Overview: Role Overview We are seeking a
Data Engineer with strong expertise in
Databricks, Python, and PySpark, coupled with experience in CI/CD pipelines. The ideal candidate will have a solid background in
data management, data warehousing, and data integration, with proven experience in developing scalable, high-performance data solutions on cloud platforms.
Key Responsibilities - Design, build, and optimize data pipelines using Databricks, PySpark, and Python.
- Develop and maintain data quality rules, transformations, and mappings to ensure data accuracy and consistency.
- Write and optimize complex SQL queries for large-scale data processing.
- Work with cloud platforms (AWS/Azure/GCP) to deliver secure, scalable solutions.

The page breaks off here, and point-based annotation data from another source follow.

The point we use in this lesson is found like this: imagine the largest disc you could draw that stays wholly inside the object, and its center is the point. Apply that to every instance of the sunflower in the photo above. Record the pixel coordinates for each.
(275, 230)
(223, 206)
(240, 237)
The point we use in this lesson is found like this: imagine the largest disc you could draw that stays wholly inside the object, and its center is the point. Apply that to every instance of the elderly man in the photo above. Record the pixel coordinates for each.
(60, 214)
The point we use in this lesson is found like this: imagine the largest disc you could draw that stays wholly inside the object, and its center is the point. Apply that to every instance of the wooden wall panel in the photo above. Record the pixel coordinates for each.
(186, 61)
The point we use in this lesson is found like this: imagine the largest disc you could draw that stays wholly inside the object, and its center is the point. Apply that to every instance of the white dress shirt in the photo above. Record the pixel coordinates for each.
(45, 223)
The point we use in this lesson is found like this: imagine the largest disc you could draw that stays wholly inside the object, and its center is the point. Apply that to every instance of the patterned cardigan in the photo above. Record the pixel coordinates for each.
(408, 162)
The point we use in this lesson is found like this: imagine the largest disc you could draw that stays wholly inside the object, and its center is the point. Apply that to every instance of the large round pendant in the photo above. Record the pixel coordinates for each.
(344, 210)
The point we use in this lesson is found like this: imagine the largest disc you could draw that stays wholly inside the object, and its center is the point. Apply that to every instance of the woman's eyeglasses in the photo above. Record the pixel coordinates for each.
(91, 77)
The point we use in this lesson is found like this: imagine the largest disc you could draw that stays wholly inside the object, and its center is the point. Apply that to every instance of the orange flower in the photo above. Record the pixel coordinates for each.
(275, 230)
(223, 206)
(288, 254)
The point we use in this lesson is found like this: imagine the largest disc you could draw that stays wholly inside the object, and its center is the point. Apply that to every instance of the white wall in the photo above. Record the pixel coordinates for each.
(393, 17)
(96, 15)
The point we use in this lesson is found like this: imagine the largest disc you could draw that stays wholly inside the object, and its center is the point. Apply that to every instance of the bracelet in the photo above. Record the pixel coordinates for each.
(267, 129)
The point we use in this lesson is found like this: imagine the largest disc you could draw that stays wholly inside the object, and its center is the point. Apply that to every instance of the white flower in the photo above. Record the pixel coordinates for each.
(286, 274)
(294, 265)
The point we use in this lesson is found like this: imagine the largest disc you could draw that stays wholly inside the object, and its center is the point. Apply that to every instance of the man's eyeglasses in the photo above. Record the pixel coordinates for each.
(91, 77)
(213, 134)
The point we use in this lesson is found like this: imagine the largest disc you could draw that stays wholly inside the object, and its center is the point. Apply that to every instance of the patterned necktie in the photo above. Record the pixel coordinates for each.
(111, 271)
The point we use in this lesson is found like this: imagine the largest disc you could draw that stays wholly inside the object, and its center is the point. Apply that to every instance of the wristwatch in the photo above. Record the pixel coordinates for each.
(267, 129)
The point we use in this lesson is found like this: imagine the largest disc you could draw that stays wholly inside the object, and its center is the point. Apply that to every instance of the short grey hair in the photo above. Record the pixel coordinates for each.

- Support data integration, data warehousing, and cleansing initiatives.
- Collaborate with cross-functional teams to deliver high-quality solutions following Agile Scrum practices.
- Troubleshoot production issues in Oracle and MS SQL Server environments and drive timely resolution.
- Implement CI/CD pipelines for continuous integration, testing, and deployment.
- Follow best practices for data management and software development lifecycle (SDLC).
Required Skills & Experience - 6-8 years of overall IT/data engineering experience.
- Must have: Databricks, Python, PySpark, and CI/CD experience.
- 3-5 years of experience in data management, warehousing, integration, and cleansing.
- Strong SQL programming skills (Oracle and MS SQL preferred).
- 2+ years of experience with Python (Perl is a plus).
- 3+ years working with cloud technologies (AWS, Azure, or GCP).
- Strong analytical, problem-solving, and troubleshooting skills.
- Experience in Agile Scrum delivery and SDLC processes.
Nice-to-Have Skills - Experience with data governance and metadata management.
- Exposure to ETL tools and orchestration frameworks (Airflow, ADF, etc.).
- Knowledge of DevOps practices and containerization (Docker, Kubernetes).